PVE9 in-place upgrade failed due to mellanox/nvidia networking

wickleighter

New Member
Jan 19, 2024
8
3
3
Hi all,

Egg on my face, I blindly followed the upgrade instructions to pve9. Turns out for those of us running mellanox/nvidia networking, there is no support for debian 13:
Currently, Debian 13 (Trixie) is not yet officially supported in the released versions of MLNX_OFED or DOCA-OFED. As Debian 13 was only recently released (July 2025), it has not yet been added to the list of supported operating systems.

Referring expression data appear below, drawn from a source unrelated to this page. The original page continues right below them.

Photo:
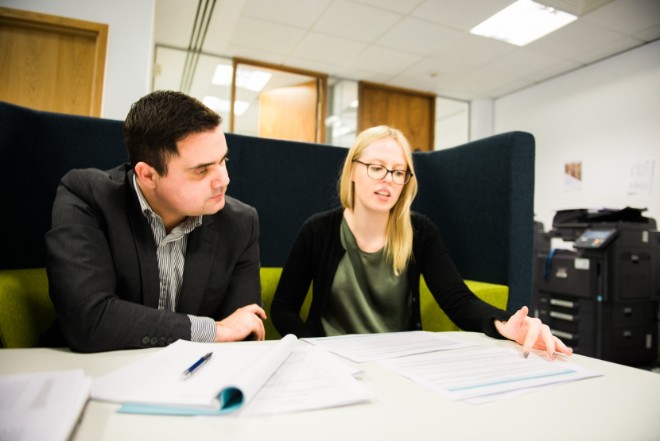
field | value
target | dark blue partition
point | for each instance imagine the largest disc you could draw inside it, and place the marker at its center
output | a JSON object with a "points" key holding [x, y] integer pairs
{"points": [[481, 194]]}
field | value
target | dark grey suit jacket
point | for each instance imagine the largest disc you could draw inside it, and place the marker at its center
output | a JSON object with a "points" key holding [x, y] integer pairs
{"points": [[103, 272]]}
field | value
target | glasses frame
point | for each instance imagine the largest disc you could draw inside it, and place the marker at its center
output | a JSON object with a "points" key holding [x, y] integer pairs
{"points": [[387, 171]]}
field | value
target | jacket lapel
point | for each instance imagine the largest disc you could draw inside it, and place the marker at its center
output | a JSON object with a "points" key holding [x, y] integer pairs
{"points": [[200, 253], [145, 247]]}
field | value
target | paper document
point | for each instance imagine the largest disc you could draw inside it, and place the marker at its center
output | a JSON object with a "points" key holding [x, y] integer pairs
{"points": [[42, 406], [230, 381], [482, 374], [362, 348]]}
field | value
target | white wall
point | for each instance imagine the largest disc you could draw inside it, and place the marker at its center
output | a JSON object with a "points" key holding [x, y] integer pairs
{"points": [[606, 116], [130, 44]]}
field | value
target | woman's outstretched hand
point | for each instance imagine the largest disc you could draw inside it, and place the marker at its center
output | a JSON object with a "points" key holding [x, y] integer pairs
{"points": [[530, 332]]}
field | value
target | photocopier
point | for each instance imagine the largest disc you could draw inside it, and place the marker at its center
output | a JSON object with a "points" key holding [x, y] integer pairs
{"points": [[597, 283]]}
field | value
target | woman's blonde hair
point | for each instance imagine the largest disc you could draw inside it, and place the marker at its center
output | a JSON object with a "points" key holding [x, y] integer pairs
{"points": [[398, 249]]}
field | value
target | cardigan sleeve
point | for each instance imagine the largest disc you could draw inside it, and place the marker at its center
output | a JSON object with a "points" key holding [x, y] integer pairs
{"points": [[463, 307]]}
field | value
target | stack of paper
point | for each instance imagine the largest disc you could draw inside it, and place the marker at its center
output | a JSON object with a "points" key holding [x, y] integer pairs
{"points": [[244, 378], [453, 367], [42, 406]]}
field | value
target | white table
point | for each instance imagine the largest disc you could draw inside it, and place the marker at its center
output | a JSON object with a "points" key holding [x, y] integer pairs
{"points": [[623, 404]]}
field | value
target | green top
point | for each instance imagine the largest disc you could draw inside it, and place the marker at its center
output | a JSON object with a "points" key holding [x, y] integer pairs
{"points": [[366, 295]]}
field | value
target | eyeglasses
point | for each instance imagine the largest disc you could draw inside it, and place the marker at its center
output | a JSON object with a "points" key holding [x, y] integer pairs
{"points": [[378, 172]]}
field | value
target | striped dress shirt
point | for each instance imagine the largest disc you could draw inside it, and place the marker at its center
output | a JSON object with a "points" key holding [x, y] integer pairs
{"points": [[171, 255]]}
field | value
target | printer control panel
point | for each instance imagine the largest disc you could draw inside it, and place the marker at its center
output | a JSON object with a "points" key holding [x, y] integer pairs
{"points": [[595, 238]]}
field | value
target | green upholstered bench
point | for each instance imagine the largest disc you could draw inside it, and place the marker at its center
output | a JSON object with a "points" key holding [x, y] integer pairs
{"points": [[26, 310]]}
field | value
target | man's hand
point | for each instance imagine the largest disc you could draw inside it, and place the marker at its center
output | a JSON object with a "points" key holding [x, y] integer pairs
{"points": [[243, 323], [531, 333]]}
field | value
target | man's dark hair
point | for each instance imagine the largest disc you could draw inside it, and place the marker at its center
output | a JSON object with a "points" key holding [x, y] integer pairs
{"points": [[157, 121]]}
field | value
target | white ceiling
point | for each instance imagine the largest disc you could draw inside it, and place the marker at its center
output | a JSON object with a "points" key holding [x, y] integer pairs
{"points": [[423, 45]]}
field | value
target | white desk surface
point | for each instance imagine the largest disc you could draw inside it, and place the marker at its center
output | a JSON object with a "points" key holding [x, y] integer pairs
{"points": [[622, 405]]}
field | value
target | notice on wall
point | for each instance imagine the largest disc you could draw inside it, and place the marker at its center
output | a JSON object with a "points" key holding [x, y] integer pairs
{"points": [[573, 176], [640, 176]]}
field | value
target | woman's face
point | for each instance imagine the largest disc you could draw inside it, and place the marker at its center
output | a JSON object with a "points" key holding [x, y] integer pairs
{"points": [[378, 195]]}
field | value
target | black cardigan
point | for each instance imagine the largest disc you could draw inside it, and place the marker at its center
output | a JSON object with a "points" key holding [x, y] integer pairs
{"points": [[315, 256]]}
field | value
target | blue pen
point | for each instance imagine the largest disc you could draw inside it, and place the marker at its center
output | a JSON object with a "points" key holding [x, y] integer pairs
{"points": [[196, 365]]}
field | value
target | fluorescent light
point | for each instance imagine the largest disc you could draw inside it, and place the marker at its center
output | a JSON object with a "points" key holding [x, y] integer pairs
{"points": [[523, 22], [222, 106], [250, 79]]}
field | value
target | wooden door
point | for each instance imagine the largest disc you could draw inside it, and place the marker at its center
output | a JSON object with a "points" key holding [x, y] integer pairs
{"points": [[289, 113], [409, 111], [52, 63]]}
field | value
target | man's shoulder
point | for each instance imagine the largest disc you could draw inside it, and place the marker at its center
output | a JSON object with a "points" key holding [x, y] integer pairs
{"points": [[237, 206], [94, 176]]}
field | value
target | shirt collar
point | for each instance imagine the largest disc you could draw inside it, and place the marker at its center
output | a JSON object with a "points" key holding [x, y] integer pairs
{"points": [[189, 224]]}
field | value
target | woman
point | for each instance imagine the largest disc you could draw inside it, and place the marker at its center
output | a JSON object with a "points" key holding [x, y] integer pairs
{"points": [[366, 257]]}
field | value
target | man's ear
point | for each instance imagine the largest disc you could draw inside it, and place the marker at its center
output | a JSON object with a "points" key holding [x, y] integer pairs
{"points": [[146, 174]]}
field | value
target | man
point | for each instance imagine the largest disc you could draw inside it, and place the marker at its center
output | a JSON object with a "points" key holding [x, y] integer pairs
{"points": [[154, 251]]}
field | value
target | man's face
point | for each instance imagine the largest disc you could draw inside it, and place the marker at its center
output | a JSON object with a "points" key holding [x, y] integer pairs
{"points": [[196, 179]]}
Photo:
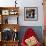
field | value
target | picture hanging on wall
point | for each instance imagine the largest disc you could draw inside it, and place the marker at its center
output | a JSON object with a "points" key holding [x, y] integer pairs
{"points": [[30, 13]]}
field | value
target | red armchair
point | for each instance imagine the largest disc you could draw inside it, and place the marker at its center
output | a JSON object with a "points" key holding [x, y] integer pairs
{"points": [[29, 33]]}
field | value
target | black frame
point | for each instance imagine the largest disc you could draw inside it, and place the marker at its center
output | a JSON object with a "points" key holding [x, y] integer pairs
{"points": [[28, 10]]}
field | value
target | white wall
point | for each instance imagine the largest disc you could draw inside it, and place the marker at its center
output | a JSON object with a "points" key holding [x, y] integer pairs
{"points": [[26, 3]]}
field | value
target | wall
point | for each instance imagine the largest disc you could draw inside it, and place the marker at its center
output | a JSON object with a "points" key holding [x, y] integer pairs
{"points": [[26, 3], [37, 29], [44, 12]]}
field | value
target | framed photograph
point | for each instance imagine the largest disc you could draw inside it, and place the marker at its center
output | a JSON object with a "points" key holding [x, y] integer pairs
{"points": [[30, 13], [5, 12]]}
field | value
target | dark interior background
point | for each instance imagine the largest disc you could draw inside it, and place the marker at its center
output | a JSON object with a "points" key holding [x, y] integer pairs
{"points": [[37, 29]]}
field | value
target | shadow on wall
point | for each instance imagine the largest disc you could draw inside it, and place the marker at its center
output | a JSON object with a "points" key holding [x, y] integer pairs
{"points": [[37, 29]]}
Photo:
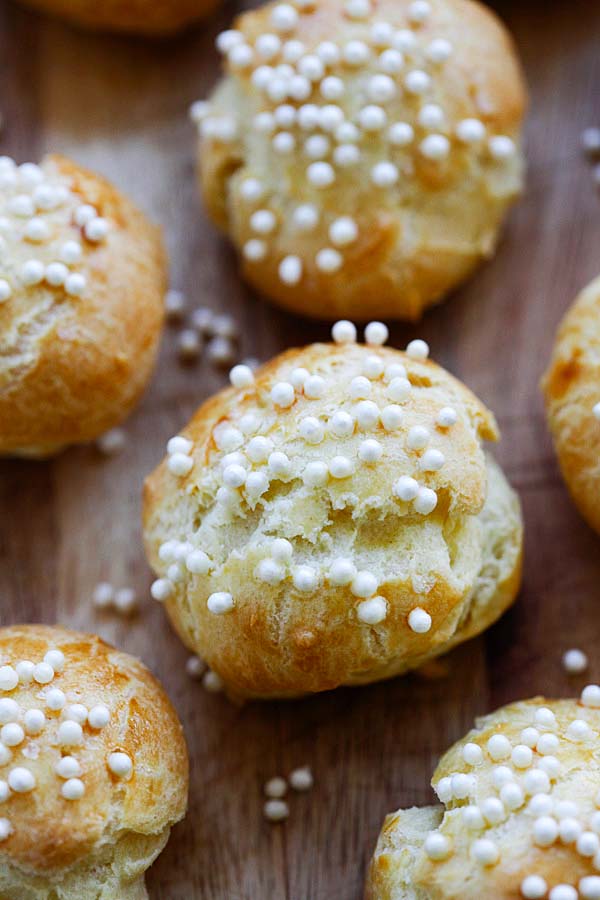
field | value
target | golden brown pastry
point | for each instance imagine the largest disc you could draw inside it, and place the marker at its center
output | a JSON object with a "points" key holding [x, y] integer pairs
{"points": [[332, 519], [362, 155], [93, 768], [519, 812], [151, 18], [572, 393], [82, 279]]}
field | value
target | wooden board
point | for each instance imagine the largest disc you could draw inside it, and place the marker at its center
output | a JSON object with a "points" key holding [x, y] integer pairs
{"points": [[119, 106]]}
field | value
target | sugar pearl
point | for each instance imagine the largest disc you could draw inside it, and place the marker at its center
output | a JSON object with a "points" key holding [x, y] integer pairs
{"points": [[372, 611], [436, 846], [419, 620]]}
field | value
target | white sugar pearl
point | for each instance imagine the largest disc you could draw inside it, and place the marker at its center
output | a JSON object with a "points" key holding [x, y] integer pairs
{"points": [[398, 389], [470, 131], [276, 810], [343, 231], [418, 438], [12, 735], [501, 147], [499, 747], [220, 602], [472, 754], [590, 696], [120, 764], [55, 699], [446, 417], [344, 332], [370, 451], [328, 260], [34, 721], [432, 461], [305, 579], [43, 673], [392, 417], [8, 678], [283, 394], [364, 584], [436, 846], [417, 81], [161, 589], [372, 611], [314, 387], [384, 174], [493, 810], [70, 734], [341, 467], [270, 572], [21, 780], [315, 474], [305, 217], [320, 174], [419, 620], [9, 710], [512, 796], [284, 18], [486, 852], [341, 424], [406, 488], [435, 147], [376, 333], [275, 787], [342, 572], [522, 756]]}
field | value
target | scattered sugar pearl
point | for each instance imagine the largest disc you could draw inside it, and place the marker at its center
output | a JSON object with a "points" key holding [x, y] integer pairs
{"points": [[275, 787], [212, 682], [590, 696], [21, 780], [372, 611], [436, 846], [73, 789], [485, 852], [498, 747], [8, 678], [99, 716], [276, 810], [376, 333], [472, 754], [120, 764], [419, 620], [344, 332]]}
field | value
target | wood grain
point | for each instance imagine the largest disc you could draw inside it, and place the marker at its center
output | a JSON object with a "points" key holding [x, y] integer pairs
{"points": [[120, 106]]}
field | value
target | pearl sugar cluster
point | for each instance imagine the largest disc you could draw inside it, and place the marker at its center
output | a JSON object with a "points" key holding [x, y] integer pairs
{"points": [[251, 461], [37, 209], [525, 777], [21, 724], [302, 117]]}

Other than not restarting (and praying drivers come out in the next weeks), any advice for uninstalling the spider that is MLNX/DOCA?


Code:
Setting up proxmox-kernel-6.14.11-3-pve-signed (6.14.11-3) ...
Examining /etc/kernel/postinst.d.
run-parts: executing /etc/kernel/postinst.d/dkms 6.14.11-3-pve /boot/vmlinuz-6.14.11-3-pve
Sign command: /lib/modules/6.14.11-3-pve/build/scripts/sign-file
Signing key: /var/lib/dkms/mok.key
Public certificate (MOK): /var/lib/dkms/mok.pub

Autoinstall of module mlnx-ofed-kernel/25.01.OFED.25.01.0.6.0.1 for kernel 6.14.11-3-pve (x86_64)
Building module(s).................(bad exit status: 1)
Failed command:
./ofed_scripts/pre_build.sh 6.14.11-3-pve /lib/modules/6.14.11-3-pve/build mlnx-ofed-kernel 25.01.OFED.25.01.0.6.0.1

Error! Bad return status for module build on kernel: 6.14.11-3-pve (x86_64)
Consult /var/lib/dkms/mlnx-ofed-kernel/25.01.OFED.25.01.0.6.0.1/build/make.log for more information.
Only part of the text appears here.